I have the same average swing speed as yourself, I would be better off not using a club if it had a regular shaft in - it would be too whippy.


----------



## Prea (May 11, 2006)

I think that this fade has come because I was 5'2" four months ago and now I am 5'8", so I have definatly increased my swingspeed since then when I had a regular flex shaft.


----------



## fitz-uk (Apr 28, 2006)

Prea said:


> I think that this fade has come because I was 5'2" four months ago and now I am 5'8", so I have definatly increased my swingspeed since then when I had a regular flex shaft.

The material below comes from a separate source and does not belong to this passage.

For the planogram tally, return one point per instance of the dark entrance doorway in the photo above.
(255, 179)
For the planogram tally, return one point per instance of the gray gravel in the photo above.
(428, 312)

You have grown 6 inches in 4 months?!

Gonna cost you a fotune in trousers you keep growing at that rate.


----------



## Prea (May 11, 2006)

Ill put that bill on my parents.


----------



## fitz-uk (Apr 28, 2006)

With a height change of 6 inches your swing plane may have become more upright and too steep allowing a slight fade to incrouch on your game. Try taking the club away a little more around the body and see what happens.


----------



## ma_wilson (May 16, 2006)

6 inches in 4 months? Wow....
I agree with Fitz. Seeing as how your recent growth spurt your entire swing may have changed to this point. I do also think you need a stiff flex shaft. With your swing speed and a regular flex shaft it should feel like you are swinging a noodle.


----------



## Prea (May 11, 2006)

ma_wilson said:


> With your swing speed and a regular flex shaft it should feel like you are swinging a noodle.


That made me chuckle.


----------